Dynadot was only $12.99 but pre-registration refunds are in the form of an account credit, not a refund.
Domain Discount 24 is on the list. I went there, searched for one of my .link domains, and clicked “Add to Cart” when the result came up. Then I clicked “checkout” and it said “Currently your cart is empty”. Time to move on.
I decided to pre-register the .link domains at 101domain.com, which is really on top of all of the new TLDs and was only charging $9.99. The process was fairly painless and I ordered five of the six. 101domain.com only takes one pre-order per domain, so it wouldn’t let me pre-order recycle.link.
That showed demand for Recycle.link, so I figured it was worth grabbing. I created an account with United Domains to pre-order the domain despite the $19.00 pre-order charge. There wasn’t much information on the United Domains site about how so-called binding pre-orders work, so I called them to make sure I’d get a refund if they didn’t get the domain. They told me they don’t actually charge your card until they are successful.
At this point I had a pre-order in for six domains.

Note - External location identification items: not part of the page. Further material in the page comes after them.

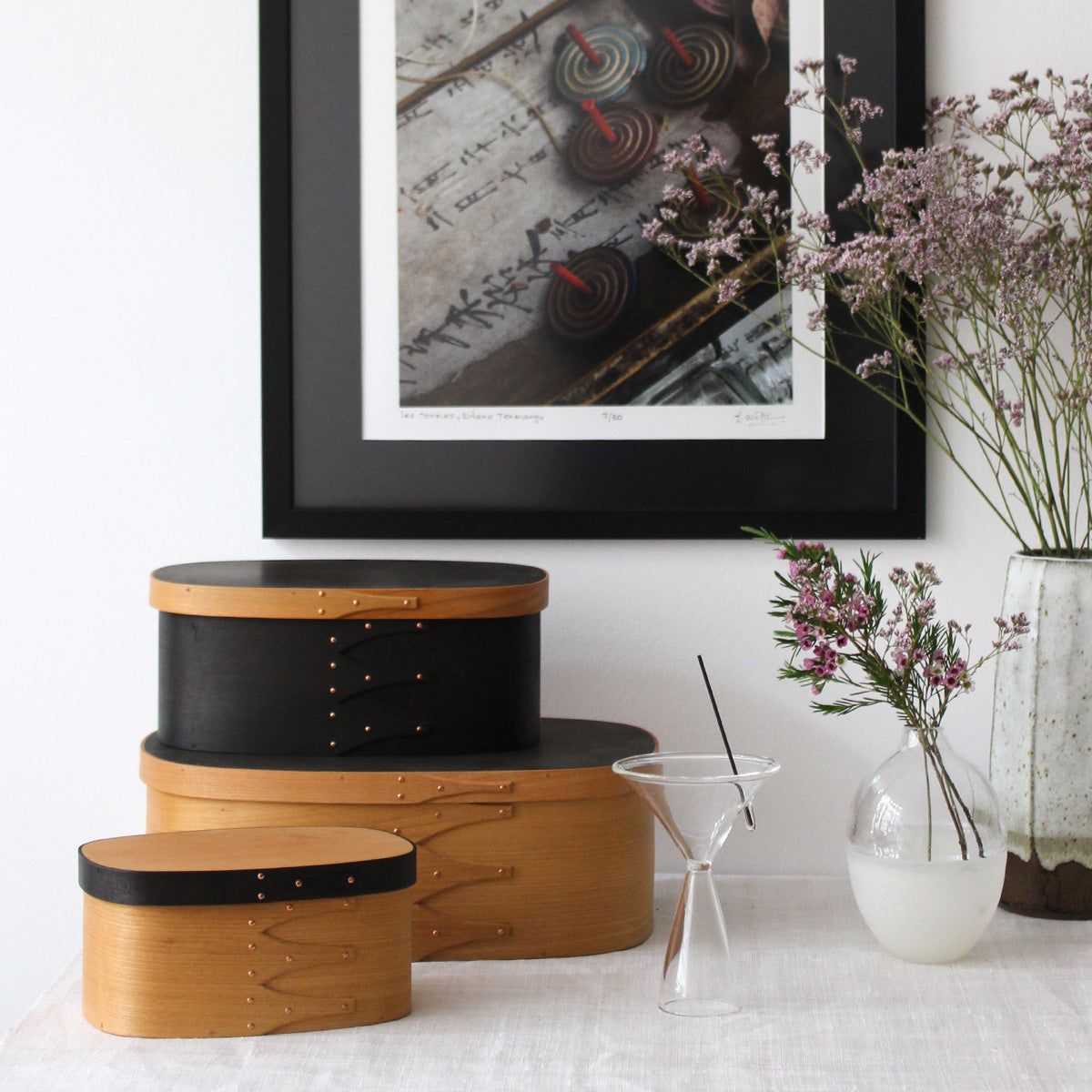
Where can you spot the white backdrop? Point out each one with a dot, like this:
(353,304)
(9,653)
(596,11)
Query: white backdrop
(129,420)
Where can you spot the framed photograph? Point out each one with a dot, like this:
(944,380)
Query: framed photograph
(464,330)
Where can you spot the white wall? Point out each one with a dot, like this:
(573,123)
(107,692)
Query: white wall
(129,419)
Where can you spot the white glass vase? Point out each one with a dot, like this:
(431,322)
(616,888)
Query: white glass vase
(926,852)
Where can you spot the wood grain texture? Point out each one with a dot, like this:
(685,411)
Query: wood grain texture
(326,603)
(369,786)
(224,971)
(501,876)
(217,850)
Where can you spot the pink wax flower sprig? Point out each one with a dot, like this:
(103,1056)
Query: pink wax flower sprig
(962,282)
(839,631)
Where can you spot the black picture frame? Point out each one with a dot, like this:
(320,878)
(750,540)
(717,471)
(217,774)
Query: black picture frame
(321,480)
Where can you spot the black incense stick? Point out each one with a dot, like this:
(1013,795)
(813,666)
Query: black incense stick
(748,814)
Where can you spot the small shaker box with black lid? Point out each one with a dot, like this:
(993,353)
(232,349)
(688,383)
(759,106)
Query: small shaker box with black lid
(199,934)
(330,658)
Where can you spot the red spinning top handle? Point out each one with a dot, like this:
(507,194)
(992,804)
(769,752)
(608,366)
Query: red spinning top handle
(601,123)
(583,44)
(685,56)
(566,274)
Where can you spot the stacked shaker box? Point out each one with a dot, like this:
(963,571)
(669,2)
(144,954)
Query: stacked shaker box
(349,774)
(402,697)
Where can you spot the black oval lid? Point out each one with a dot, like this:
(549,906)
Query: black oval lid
(563,743)
(349,573)
(246,866)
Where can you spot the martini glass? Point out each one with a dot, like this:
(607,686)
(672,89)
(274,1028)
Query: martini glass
(697,797)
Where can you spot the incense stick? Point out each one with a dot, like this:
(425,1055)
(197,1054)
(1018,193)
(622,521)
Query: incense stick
(748,814)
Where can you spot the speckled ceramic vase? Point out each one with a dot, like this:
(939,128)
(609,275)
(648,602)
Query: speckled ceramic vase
(1041,751)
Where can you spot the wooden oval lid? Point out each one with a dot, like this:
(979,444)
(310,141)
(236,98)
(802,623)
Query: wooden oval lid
(571,762)
(247,865)
(349,589)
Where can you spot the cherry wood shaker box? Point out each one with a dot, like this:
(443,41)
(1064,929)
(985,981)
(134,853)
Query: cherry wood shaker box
(221,933)
(538,852)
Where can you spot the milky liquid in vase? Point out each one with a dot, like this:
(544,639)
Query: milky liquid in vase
(926,912)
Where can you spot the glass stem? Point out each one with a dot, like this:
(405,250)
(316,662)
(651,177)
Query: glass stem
(698,976)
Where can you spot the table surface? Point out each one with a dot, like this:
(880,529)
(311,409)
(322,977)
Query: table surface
(827,1009)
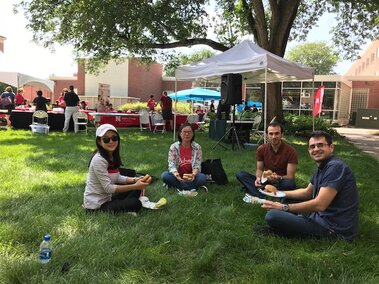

I also set up an account at Uniregistry.com (the registrar, not to be confused with the registry) so that I could try to register there the moment the registry opened for business. Uniregistry doesn’t take pre-orders.
Then the registry opened at noon EST today. I got four of the six. One I didn’t get was recycle.link. Ironically, it was snagged by eNom. (I assume some resellers are offering it while eNom itself isn’t.)
I’m not going to list all four here since I might go after them in some other extensions. But one I got that was actually a bit unique to .link is inbound.link.
Was all this work worth it? Probably not, and let me explain.
I looked up 133 domains. That took a long time. Most of them are registry reserved, meaning the registry has held them back for their own good rather than letting registrants get them. So I wasted time looking up a lot of them.
Many were also on the name collision list and are temporarily unavailable. If they weren’t on that list, most would be on the registry reserved list.
It’s up to the registry to decide which domains to release. That’s the registry’s right. But it’s not worth my time if all of the ideas I come up with are ones that I have no chance of getting.
Worse, holding back so many good domains puts the entire .link namespace at risk from my investment perspective. People need to see activity in .link, be it sales or development, in order for .link domains to have any resale value. Unless Uniregistry plans to quickly offer these at realistic prices on the secondary market or through a founders program, it doesn’t bode well for .link.
Simply getting a lot of initial registrations, even if by investors, can help out a namespace. I haven’t seen a lot of operating .guru websites, but the initial registrations have created decent press for the extension. That’s not possible if the registry holds back lots of domains.
The bigger issue with .link is that so few registrars are carrying it. Unless GoDaddy and Web.com start carrying it, I’m not hopeful for future resale value. If they carry it later, will it be too late to get a spark in .link?
I may have just wasted a couple hours of my life. Not to mention forty bucks.